Vegan Kung Pao Cauliflower

Vegan Kung Pao Cauliflower


Cauliflower 1 head
Olive Oil 2 Tablespoons
Kosher Salt 1/4 teaspoon
Gluten Free Tamari or Low Sodium Soy Sauce 3 Tablespoons
Rice Vinegar 1 Tablespoon
Chili Paste Sambal Oelek 1 Tablespoon
Sesame Oil 1 teaspoon
Fresh Grated Ginger 1 Tablespoon
Brown Sugar/Coconut Sugar 1 teaspoon
Water 3 Tablespoons
Cornstarch 2 teaspoons

Lettuce Tacos

Boston or Butter Lettuce Leaves 6-8
Salted Roasted Cashews 1/2 Cup
Cilantro 1/4 Cup
Sliced Hothouse Cucumber 1/2
Green Onions 3-4


A great vegan take on Kung Pao Chicken. It is very spicy so if you want to tame it a bit use half the amount of Sambal Oelek which you can find in the Asian section of your grocery store.

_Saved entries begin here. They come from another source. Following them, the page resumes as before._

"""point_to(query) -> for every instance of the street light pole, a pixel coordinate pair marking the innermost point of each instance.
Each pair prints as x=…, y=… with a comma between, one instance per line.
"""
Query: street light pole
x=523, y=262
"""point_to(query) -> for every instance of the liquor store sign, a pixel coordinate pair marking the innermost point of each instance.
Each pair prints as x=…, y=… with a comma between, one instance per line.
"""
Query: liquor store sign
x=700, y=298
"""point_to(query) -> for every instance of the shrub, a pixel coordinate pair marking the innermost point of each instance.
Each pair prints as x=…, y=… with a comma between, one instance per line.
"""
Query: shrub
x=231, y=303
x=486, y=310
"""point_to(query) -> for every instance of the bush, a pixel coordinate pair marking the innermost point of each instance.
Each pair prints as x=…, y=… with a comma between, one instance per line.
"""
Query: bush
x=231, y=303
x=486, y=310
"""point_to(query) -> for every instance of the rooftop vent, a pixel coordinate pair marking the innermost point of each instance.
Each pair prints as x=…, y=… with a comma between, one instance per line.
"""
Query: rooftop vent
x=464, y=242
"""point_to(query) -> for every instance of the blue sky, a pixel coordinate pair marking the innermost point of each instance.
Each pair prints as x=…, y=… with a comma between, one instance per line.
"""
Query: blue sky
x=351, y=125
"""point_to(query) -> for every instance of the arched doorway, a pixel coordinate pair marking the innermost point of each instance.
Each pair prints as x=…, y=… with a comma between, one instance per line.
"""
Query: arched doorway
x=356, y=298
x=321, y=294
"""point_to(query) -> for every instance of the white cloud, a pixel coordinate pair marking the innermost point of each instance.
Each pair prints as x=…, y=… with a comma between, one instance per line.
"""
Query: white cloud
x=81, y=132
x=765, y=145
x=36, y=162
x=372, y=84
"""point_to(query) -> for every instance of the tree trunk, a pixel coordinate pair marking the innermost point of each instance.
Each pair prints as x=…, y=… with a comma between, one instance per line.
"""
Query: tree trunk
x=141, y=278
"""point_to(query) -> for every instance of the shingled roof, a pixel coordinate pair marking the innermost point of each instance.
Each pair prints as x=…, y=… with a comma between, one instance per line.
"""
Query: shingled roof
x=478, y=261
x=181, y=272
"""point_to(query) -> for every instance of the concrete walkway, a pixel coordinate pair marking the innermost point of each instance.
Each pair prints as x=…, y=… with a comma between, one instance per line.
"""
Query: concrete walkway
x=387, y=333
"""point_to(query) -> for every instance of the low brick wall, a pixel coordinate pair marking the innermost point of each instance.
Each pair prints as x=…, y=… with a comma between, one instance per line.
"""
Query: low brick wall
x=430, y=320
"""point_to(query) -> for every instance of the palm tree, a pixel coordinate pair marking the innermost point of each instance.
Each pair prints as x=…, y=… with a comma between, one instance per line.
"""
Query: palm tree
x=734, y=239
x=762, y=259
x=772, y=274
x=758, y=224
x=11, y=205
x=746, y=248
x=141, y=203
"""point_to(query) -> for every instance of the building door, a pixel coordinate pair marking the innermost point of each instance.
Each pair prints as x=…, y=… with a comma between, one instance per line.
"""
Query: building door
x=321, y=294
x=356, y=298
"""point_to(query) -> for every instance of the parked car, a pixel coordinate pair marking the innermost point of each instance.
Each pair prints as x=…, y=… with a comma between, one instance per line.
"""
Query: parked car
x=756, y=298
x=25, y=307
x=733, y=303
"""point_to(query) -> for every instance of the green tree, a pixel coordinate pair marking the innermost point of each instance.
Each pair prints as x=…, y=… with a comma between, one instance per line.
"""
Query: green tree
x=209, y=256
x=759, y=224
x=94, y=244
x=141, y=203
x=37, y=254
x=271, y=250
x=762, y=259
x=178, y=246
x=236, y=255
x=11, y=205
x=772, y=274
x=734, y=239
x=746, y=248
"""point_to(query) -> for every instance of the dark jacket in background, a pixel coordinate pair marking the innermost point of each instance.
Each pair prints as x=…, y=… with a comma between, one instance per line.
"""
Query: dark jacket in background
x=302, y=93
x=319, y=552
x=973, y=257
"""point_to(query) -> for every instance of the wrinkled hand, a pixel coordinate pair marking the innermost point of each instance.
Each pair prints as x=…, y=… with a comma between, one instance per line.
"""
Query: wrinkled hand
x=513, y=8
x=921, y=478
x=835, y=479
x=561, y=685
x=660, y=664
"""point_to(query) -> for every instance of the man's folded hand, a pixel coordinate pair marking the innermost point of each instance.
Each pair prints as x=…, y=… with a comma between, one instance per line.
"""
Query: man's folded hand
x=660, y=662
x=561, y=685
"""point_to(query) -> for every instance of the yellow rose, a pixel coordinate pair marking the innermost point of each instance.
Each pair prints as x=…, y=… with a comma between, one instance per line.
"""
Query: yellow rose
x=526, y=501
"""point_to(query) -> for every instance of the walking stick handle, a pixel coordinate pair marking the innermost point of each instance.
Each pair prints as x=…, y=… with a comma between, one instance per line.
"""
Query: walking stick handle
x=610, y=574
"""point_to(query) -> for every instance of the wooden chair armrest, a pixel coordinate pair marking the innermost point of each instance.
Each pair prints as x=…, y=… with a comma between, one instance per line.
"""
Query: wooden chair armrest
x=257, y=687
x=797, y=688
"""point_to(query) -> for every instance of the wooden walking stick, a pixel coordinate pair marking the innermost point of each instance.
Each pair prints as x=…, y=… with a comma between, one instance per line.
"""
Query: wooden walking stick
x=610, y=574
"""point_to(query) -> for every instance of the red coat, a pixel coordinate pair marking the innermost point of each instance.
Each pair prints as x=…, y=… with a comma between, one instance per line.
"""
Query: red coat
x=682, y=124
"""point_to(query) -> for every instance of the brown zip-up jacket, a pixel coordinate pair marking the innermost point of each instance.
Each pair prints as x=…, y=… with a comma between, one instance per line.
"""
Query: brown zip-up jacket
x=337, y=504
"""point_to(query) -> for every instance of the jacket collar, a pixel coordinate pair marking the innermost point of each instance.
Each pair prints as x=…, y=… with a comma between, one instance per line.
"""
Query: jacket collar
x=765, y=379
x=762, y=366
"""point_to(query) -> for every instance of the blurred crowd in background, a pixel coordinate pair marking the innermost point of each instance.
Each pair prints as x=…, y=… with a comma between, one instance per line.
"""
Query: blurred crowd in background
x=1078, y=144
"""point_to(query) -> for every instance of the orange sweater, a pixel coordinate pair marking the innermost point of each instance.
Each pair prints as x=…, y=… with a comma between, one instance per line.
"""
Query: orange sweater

You could also serve this with noodles or Rice.

I saw this recipe on

  1. Heat the oven to 425 Degrees.
  2. Cut the Cauliflower into small florets and place on a sheet pan and drizzle with the Olive Oil and sprinkle with Salt, toss with your hands until coated.  Roast for about 30 minutes, or until golden brown tossing once while cooking.
  3. While the Cauliflower is roasting combine the Tamari, Rice Vinegar, Sambal Oelek, Sesame Oil, Ginger, Brown Sugar, Water & Cornstarch.
  4. Heat the mixture over a medium high heat until thickened.
  5. Once the Cauliflower has finished cooking toss with the Sauce so its coated and serve with the Lettuce Leaves, Cucumber, Cilantro & Cashews.